A common approach to the problems of undernutrition is also essential, particularly on reaching the poorest children. The Executive Director of UNICEF has just assumed the chair of the UN Standing Committee on Nutrition, and along with the World Food Programme is leading the new Ending Child Hunger and Undernutrition Initiative to build momentum for the 2015 nutrition goal. Nutrition is also a major focus of the UNICEF co-chaired Partnership on Maternal, Newborn and Child Health to accelerate progress towards reaching the MDG target on reducing child mortality. To support this, UNICEF has developed a ten-year health and nutrition plan to help governments reach children with a far more comprehensive package of lifesaving care.
“The Millennium Development Goal to eradicate extreme hunger by 2015 challenges us to bring good health and nutrition to millions of additional children in the decade ahead,” Veneman said. “We still have time to achieve this goal, but only if the international community acts now to deliver the commitment and resources it has promised.”
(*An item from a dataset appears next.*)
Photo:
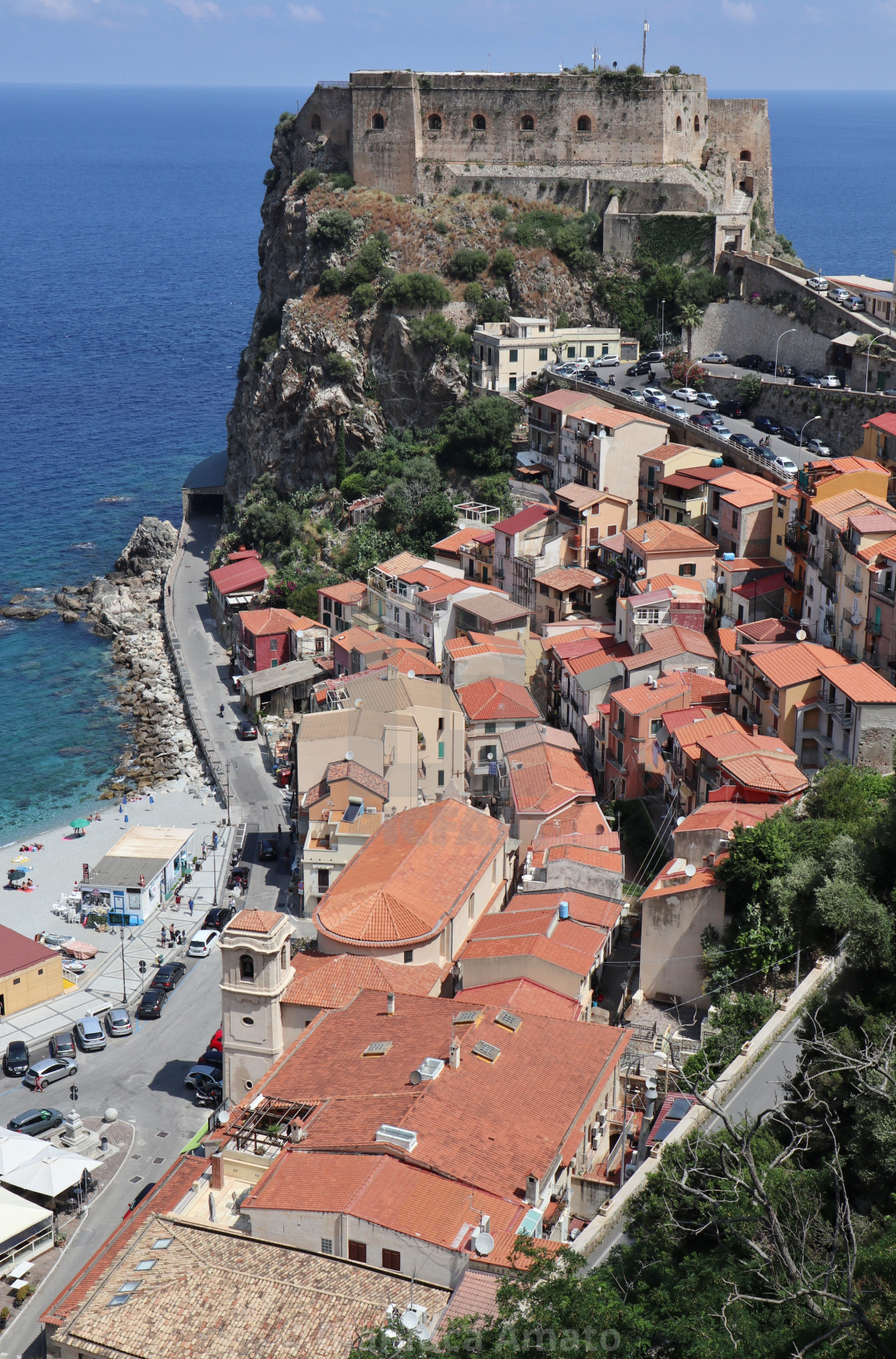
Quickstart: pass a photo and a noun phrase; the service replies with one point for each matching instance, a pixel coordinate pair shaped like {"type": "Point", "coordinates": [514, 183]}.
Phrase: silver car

About UNICEF: For 60 years UNICEF has been the world’s leader for children, working on the ground in 155 countries and territories to help children survive and thrive, from early childhood through adolescence. The world’s largest provider of vaccines for developing countries, UNICEF supports child health and nutrition, good water and sanitation, quality basic education for all boys and girls, and the protection of children from violence, exploitation, and AIDS. UNICEF is funded entirely by the voluntary contributions of individuals, businesses, foundations and governments.